Our History

Below is a brief summary of the history of our church. There is excellent information and a detailed history of the church at: https://southwellchurches.nottingham.ac.uk

The decision to rebuild St Peter’s Church as it is today was taken in 1884. Donations were received from many people including from wealthy village families including Philo Mills of Ruddington Hall, an American industrialist, and from the sisters Lucy and Ann Paget, from the influential local Paget family at Ruddington Grange.

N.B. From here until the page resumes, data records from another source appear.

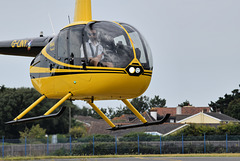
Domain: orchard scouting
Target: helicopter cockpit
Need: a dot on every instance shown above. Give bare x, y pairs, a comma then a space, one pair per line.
100, 44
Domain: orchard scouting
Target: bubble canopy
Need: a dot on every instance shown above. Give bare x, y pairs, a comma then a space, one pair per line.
101, 44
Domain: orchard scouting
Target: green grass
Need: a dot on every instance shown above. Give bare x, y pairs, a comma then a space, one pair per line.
84, 158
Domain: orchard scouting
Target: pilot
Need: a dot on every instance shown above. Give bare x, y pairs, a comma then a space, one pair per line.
95, 51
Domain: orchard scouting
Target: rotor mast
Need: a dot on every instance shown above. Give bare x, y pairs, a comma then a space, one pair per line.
83, 11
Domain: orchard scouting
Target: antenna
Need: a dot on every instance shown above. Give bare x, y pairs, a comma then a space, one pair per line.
69, 19
51, 23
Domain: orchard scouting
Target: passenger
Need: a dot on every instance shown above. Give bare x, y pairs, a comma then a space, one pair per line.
94, 49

When the money for the new church had been substantially raised, building work commenced in 1887, the foundation stone can be seen on the north wall of the sanctuary. The eventual cost of building was around £12,000

Despite the Evangelical tradition of St Peter’s the architecture is in the Gothic Revival style favoured by the Anglo Catholic Oxford Movement that was influential in Victorian England. In the new architecture, the cluttered box pews of the previous church were abandoned and in a style reminiscent of a medieval cathedral, a large uncomplicated nave accommodates the worshipping people who are separated from the clergy by an ornate wooden screen through to the chancel. The pilgrimage of faith is symbolised by a rising journey from nave, through chancel to sanctuary, where a distant and richly carved high altar is positioned.

The interior of St Peter’s was not all Anglo Catholic symbolism however. A prominent pulpit and a fine brass eagle lectern were designed to emphasise the importance of the preached Word of God.

The building has served the community well over the years but changes continue to enhance the practicality of the building. Lighting and heating has been regularly updated and in 1995 a light oak vestibule, acting as a crèche during services, was created beyond the south door with glass panels allowing a clear view into the church, and toilet facilities were constructed behind the original panelling on the west side. A small kitchen and store cupboard was added in 1996 behind light oak doors in the baptistery and the ornate font dating from 1885 was moved from the baptistery to a position nearer the West door.

In 2009 the church community decided that better use could be made of the large church nave by the replacement of pews with chairs. This not only makes for more comfortable seating arrangements but also allows the space to be used to hold church events for the whole family. It also gives the opportunity on occasion to break from the constraints of the Gothic Revival architecture to worship God in more intimate or vibrant ways.